Hynes to Run For Reelection On GOP Line After All

BROOKLYN
Kenneth Thompson, left, and Brooklyn DA Charles Hynes. (AP Photo/Seth Wenig and Louis Lanzano)
Kenneth Thompson, left, and Brooklyn DA Charles Hynes. (AP Photo/Seth Wenig and Louis Lanzano)

Acceding to a flurry of requests to remain in office after a trouncing in the Democratic primary, Brooklyn district attorney Charles Hynes will run for a seventh term on the Republican and Conservative party lines, where he has a much better chance of winning.

Sources told Hamodia that Hynes, who was defeated by challenger Kenneth Thompson in a low-attendance primary last month, was convinced to run again by an array of political and civic figures concerned over the direction Thompson indicated he would take the powerful office.

“The people of Brooklyn want him,” said Jerry Schmetterer, the new campaign spokesman, noting that only 12 percent of voters showed up in the primary. “It’s not a political decision.

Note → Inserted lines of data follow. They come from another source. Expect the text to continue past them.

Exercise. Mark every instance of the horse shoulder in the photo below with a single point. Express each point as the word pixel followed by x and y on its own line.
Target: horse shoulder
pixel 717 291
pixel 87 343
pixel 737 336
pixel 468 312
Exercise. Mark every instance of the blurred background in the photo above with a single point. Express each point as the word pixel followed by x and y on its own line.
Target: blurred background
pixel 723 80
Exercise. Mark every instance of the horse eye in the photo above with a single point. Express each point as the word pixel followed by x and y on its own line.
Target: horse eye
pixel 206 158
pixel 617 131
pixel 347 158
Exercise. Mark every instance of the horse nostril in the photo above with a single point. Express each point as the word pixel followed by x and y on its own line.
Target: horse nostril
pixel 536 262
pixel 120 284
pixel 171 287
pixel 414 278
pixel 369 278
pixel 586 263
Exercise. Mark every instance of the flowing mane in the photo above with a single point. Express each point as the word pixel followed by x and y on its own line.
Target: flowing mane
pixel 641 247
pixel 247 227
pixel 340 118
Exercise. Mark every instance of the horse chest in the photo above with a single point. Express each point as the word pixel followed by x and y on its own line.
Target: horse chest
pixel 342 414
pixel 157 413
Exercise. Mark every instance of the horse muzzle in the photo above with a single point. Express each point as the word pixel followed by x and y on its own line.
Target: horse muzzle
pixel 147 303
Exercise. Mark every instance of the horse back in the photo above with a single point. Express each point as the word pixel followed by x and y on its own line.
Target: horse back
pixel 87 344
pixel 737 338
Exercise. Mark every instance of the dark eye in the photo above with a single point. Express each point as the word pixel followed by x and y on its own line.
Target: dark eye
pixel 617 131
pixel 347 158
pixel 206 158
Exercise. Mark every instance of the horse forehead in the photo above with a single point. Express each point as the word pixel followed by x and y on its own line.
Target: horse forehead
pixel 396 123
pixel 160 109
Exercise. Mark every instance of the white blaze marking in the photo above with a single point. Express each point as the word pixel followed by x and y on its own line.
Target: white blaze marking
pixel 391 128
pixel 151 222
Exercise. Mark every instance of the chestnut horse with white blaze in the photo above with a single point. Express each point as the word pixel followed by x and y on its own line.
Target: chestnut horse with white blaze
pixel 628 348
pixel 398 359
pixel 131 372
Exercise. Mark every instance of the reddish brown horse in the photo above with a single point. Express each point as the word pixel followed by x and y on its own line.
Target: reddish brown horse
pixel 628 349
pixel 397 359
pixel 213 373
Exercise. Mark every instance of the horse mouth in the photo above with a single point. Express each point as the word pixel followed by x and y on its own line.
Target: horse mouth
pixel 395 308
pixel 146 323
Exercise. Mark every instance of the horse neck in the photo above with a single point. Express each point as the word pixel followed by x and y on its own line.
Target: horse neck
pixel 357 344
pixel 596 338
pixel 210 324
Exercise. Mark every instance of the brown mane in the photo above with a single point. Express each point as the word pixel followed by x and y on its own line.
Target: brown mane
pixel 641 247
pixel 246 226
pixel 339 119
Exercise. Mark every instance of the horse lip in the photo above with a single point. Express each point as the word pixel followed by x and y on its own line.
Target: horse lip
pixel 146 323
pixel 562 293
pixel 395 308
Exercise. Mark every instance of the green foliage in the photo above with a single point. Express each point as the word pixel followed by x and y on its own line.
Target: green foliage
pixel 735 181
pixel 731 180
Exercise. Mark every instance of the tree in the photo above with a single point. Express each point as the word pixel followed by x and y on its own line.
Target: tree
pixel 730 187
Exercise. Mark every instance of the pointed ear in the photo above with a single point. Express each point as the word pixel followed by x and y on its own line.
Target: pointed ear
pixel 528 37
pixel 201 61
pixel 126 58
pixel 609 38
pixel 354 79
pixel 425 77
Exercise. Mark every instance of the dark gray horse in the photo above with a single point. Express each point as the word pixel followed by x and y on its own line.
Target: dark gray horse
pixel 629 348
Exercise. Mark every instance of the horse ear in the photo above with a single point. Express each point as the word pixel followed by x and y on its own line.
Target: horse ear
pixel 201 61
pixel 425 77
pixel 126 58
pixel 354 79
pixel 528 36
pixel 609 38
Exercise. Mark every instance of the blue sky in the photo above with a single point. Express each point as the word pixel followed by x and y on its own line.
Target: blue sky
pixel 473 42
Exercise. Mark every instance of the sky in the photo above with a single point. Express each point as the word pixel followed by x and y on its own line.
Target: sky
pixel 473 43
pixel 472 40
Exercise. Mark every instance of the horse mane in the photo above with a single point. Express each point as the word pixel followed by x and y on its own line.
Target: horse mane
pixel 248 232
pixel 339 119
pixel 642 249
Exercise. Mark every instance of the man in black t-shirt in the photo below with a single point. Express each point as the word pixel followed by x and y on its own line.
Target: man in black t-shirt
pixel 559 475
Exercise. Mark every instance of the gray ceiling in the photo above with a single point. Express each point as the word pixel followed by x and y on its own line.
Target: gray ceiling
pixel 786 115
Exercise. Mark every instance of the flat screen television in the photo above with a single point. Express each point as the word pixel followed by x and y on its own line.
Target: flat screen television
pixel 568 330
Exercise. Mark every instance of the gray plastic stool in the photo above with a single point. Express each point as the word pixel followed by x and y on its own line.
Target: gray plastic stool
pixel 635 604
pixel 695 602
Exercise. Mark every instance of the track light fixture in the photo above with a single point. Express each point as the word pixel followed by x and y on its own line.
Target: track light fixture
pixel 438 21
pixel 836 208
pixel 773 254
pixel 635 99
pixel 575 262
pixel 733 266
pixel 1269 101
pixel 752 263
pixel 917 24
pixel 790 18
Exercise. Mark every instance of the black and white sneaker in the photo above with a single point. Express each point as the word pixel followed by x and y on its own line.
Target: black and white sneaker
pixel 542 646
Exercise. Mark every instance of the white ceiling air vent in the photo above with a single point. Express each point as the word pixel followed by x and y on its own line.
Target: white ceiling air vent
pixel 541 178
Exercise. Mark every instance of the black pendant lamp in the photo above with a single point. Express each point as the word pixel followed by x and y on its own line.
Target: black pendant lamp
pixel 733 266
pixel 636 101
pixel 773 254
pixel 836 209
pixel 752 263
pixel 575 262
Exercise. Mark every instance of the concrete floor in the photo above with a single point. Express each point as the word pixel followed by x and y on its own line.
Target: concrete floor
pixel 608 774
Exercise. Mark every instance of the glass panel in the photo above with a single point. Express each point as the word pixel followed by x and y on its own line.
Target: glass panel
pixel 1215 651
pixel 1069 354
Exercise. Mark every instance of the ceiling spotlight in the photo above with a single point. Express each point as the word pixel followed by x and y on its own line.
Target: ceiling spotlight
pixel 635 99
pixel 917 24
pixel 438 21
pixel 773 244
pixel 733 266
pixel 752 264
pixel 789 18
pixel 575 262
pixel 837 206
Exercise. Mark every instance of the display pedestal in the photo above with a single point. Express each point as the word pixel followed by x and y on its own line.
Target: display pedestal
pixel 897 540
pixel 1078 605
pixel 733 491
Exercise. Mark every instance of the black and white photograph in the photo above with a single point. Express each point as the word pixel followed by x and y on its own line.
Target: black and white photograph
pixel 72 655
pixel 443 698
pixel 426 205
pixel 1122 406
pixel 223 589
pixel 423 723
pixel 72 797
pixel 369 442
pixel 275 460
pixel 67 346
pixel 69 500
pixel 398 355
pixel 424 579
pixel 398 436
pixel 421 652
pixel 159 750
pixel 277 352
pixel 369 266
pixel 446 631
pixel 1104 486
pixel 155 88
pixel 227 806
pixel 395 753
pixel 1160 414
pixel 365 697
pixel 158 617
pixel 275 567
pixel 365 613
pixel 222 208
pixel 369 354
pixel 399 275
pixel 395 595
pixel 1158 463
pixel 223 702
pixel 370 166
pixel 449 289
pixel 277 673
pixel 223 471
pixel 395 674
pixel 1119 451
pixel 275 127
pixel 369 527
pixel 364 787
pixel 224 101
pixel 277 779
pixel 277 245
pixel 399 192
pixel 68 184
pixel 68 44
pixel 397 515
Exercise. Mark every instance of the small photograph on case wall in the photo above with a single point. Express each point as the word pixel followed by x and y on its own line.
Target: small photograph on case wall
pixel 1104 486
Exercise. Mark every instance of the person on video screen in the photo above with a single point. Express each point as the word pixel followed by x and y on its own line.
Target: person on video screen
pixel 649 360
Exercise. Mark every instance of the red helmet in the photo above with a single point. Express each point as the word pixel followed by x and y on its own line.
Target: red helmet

It’s a
public service decision.”

Thompson has said since his Sept. 10 victory that he wanted to turn the office into crime prevention, with an emphasis on civil rights — rhetoric police sources consider anti-cop. Additionally, some of his rumored hires are so controversial they have caused a mass exodus among the top district attorney staff.

Running in the general election has its pros and cons for the 78-year-old Hynes, who has been in office since 1990.

He is almost certain to sweep the small Republican voter base in the borough, and will likely boost Republican mayoral candidate Joe Lhota’s voter strength. Hynes lost the Democratic primary 55 percent to 44 percent fueled largely by the borough’s growing African-American population.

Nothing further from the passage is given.